Jamais les défis stratégiques n'ont semblé si nombreux pour la France et les Européens qu'en ce début d'année 2020 : crises actives au Moyen-Orient et au Sahel, imprévisibilité de Moscou, rhétorique belliciste de Pékin, affaiblissement de Washington, hégémonie d'acteurs "privés" dans le domaine du numérique. Si la donne stratégique est dynamique, elle ne peut pas faire oublier que les États ne maîtrisent qu'une partie de cette équation. L'impossible maîtrise des espaces communs et de la globalisation, par sa complexité et par la simultanéité de ses effets dans d'innombrables domaines (énergie, numérique, informationnel, commerce, recherche, industrie, spatial, etc.), est un défi permanent à la souveraineté des États.


Extrait :
La pérennité de la souveraineté nationale ne peut plus se penser hors d'une dimension multinationale.
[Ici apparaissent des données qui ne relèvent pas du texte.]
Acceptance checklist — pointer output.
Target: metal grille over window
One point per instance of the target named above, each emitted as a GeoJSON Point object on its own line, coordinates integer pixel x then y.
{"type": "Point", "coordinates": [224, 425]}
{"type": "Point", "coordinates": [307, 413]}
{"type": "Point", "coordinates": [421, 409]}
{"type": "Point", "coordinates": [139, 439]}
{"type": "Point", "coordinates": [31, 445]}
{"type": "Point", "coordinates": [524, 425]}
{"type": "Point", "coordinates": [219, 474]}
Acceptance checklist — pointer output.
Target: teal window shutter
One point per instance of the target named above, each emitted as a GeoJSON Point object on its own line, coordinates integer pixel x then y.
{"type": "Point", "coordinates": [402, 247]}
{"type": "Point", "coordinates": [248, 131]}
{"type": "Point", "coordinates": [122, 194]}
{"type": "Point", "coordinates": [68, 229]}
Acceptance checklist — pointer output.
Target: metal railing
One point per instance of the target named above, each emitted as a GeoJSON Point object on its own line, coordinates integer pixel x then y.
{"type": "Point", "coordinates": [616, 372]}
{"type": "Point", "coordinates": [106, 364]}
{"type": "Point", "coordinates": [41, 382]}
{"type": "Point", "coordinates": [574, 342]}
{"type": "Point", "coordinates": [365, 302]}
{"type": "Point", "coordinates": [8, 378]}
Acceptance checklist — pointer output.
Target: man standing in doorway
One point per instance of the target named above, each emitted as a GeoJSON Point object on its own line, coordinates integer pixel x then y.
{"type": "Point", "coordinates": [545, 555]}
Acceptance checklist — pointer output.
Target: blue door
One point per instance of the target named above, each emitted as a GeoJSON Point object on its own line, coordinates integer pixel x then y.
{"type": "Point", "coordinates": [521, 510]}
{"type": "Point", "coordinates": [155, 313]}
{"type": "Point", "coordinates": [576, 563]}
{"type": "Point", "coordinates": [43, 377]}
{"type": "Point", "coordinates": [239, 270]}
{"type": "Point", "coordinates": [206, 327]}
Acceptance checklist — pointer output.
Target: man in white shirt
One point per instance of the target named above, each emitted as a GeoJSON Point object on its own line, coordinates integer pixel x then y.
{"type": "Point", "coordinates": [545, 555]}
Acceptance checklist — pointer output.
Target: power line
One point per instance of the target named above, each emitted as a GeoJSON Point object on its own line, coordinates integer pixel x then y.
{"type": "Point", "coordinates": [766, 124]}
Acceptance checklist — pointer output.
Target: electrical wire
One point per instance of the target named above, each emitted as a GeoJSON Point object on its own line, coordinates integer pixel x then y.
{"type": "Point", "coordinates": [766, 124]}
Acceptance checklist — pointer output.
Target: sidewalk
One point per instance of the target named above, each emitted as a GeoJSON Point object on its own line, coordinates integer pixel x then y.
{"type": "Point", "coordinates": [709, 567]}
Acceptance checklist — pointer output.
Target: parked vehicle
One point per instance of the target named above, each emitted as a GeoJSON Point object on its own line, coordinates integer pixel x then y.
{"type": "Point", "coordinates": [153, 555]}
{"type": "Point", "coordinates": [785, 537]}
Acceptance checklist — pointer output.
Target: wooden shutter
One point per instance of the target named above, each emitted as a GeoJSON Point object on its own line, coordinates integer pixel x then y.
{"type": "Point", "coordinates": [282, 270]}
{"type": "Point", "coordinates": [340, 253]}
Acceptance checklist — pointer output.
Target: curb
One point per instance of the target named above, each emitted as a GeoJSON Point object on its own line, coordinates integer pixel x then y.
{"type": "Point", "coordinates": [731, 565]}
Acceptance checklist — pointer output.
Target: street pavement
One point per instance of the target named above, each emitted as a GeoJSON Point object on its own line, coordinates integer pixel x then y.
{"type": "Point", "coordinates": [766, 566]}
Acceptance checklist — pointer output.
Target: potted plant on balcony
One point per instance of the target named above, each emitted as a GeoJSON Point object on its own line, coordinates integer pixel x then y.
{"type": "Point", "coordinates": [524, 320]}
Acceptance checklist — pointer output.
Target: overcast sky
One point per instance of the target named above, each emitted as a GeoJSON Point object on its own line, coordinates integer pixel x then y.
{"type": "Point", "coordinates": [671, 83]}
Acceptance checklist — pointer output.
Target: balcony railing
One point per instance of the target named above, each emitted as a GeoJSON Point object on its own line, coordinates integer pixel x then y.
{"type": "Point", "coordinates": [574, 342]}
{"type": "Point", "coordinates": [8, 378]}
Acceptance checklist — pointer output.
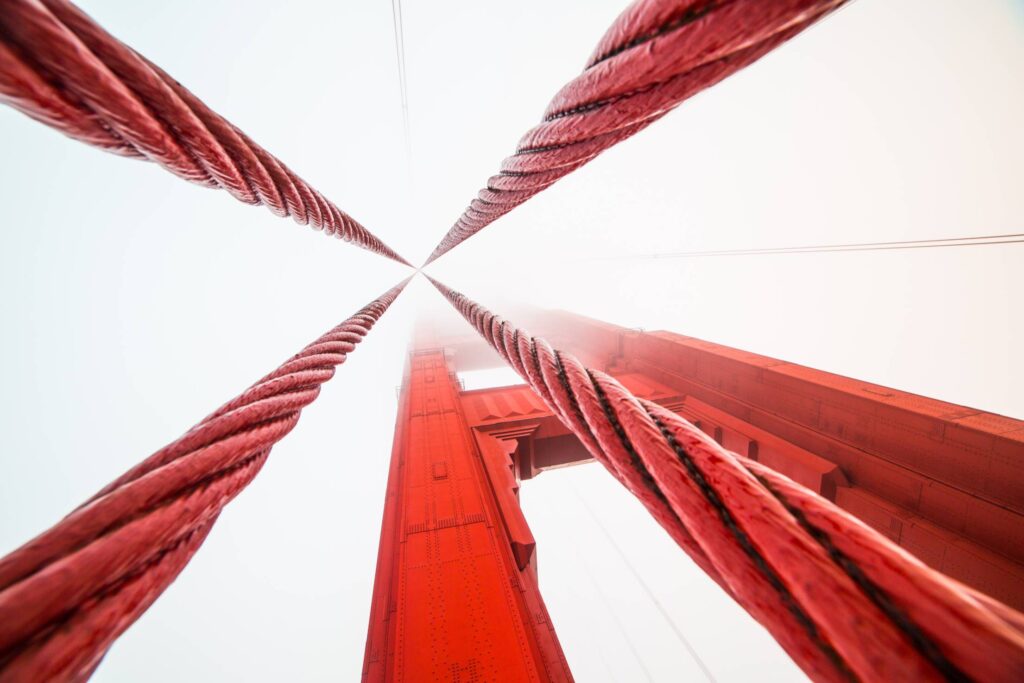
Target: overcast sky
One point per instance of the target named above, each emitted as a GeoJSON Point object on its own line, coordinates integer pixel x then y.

La France dispose de deux vecteurs complémentaires pour assurer l'environnement de sa souveraineté nationale : l'organisation du traité de l'Atlantique Nord, pour la conduite d'opérations majeures en coalition et son corollaire de défense collective (article 5) et l'Union européenne pour la politique industrielle de défense et les opérations limitées. Système OTAN, système communautaire : deux faces complémentaires de l'environnement de la souveraineté nationale. Les Européens ont intégré l'idée que la défense collective de l'Europe passe nécessairement par l'OTAN. Cette compréhension est si bien ancrée au sein des 27 que l'article 42 du traité sur l'Union européenne prévoit que la défense collective de l'Union ne peut pas exclure l'OTAN.

De la Pax Americana au burden sharing : de l'inconditionnalité à la rationalisation du lien transatlantique


La fin de la guerre froide fut l'occasion pour les Européens de s'affranchir partiellement de la dépendance militaire des États-Unis. Toutefois, l'Histoire, dont certains prédisait la fin, a conduit à des baisses massives des budgets de la défense et allait rapidement se réimposer dans les agendas politiques et militaires : Yougoslavie, Somalie, Afghanistan, Irak, Sahel. Faute d'être en mesure de porter un projet politique structuré en matière de défense, nombre d'États européens se sont convaincus, à défaut de pouvoir se défendre eux-mêmes, que les États-Unis seraient plus enclins à défendre un Allié-client.